全長 22m のステンレス車は5両編成または10両編成で組成される。現代ロテムとトルコの車両製造メーカーツヴァサスの合弁会社ユーロテムにより製造される車両もある。車両は3次に渡って製造され、最初の2011年には160両製造され、2014年に完了する予定である。
計画は2008年現在、2年遅れで進行しているが、この遅れは海底トンネルのヨーロッパ側の終端予定地でのビザンティン帝国時代の遺跡の発掘が大いに関係している。「2005年に、4世紀のコンスタンチノープルの港 Portus Theodosiacus の遺跡を掘り当てた。」さらに発掘により、アンフォラを含む古器物加工品、陶器の欠片、貝殻、骨、馬の頭蓋骨、袋の中に入った9つの人間の頭蓋骨等、イスタンブルにおける定住の最古の証拠が掘り出され、紀元前5000年より前から人間がイスタンブルに住んでいたことが分かった。
トンネルは北アナトリア断層から18kmしか離れていないため、心配する技術者や地震学者もいる。
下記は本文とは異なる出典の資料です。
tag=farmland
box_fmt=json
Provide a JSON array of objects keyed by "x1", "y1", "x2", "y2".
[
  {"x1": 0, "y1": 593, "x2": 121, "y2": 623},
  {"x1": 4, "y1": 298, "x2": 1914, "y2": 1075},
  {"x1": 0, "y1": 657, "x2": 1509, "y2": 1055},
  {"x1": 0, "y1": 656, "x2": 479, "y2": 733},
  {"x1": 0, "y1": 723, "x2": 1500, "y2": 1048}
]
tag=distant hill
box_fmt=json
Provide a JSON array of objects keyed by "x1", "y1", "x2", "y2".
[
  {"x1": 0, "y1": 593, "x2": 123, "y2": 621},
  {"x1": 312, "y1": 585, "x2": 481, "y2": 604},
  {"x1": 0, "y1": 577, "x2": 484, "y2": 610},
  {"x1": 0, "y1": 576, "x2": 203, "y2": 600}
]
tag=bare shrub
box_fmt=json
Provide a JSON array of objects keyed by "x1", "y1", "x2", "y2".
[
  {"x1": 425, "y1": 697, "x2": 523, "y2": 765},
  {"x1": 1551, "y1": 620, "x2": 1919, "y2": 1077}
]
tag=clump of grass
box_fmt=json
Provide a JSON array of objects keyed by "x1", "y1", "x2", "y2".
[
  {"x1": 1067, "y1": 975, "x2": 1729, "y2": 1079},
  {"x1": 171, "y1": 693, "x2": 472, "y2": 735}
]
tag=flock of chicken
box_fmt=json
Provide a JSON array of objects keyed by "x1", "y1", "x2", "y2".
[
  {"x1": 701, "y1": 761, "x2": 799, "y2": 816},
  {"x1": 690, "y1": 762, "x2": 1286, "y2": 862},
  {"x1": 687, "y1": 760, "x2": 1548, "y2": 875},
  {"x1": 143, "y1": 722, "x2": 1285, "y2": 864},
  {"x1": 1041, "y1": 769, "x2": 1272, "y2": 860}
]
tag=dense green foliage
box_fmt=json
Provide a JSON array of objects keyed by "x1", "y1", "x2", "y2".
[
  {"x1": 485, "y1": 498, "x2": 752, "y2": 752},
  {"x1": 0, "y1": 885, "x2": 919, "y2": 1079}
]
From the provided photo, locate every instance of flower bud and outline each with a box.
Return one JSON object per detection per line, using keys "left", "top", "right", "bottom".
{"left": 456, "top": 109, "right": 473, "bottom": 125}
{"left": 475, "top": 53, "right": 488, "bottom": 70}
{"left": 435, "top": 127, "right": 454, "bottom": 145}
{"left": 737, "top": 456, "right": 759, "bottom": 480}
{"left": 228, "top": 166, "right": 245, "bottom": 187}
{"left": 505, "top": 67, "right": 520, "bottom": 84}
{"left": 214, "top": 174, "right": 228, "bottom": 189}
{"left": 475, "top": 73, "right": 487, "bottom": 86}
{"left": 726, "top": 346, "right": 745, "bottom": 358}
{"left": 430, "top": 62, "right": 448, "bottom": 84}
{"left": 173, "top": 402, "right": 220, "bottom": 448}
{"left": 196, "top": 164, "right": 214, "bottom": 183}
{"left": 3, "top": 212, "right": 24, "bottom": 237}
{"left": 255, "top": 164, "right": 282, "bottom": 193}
1万人以上が死亡した巨大地震が知られているだけでも2桁は発生している。30年以内にマグニチュード7.0以上の地震に見舞われる可能性が最大77%になると科学者により見積もられている。トンネルが建設される場所の下の水を多く含み泥のような土壌は地震で液状化することが知られており、技術者は安定にするために海底下24mに工業用セメントを注入している。トンネルの壁面は防水コンクリートと鋼鉄のシェルでできており、それぞれが独立して水の浸透を防ぐ。地震が発生した場合に、高層建築物のように曲がるように造られている。壁が壊れた場合には、函の接続部にある水門が閉まり、水を隔離できる。
建設工事を監督している国際コンソーシアム Avrasyaconsult のプロジェクトマネージャー Steen Lykkeはそのことを要約して「このプロジェクトに欠けているチャレンジは思いつかない」と発言している。
マルマライ計画に対し、国際協力銀行と欧州投資銀行が主に援助している。2006年4月までに、国際協力銀行が1110億円、欧州投資銀行が10億5000万ユーロを融資している。マルマライ計画の総工費は約25億ユーロ(約4100億円)と見積もられている。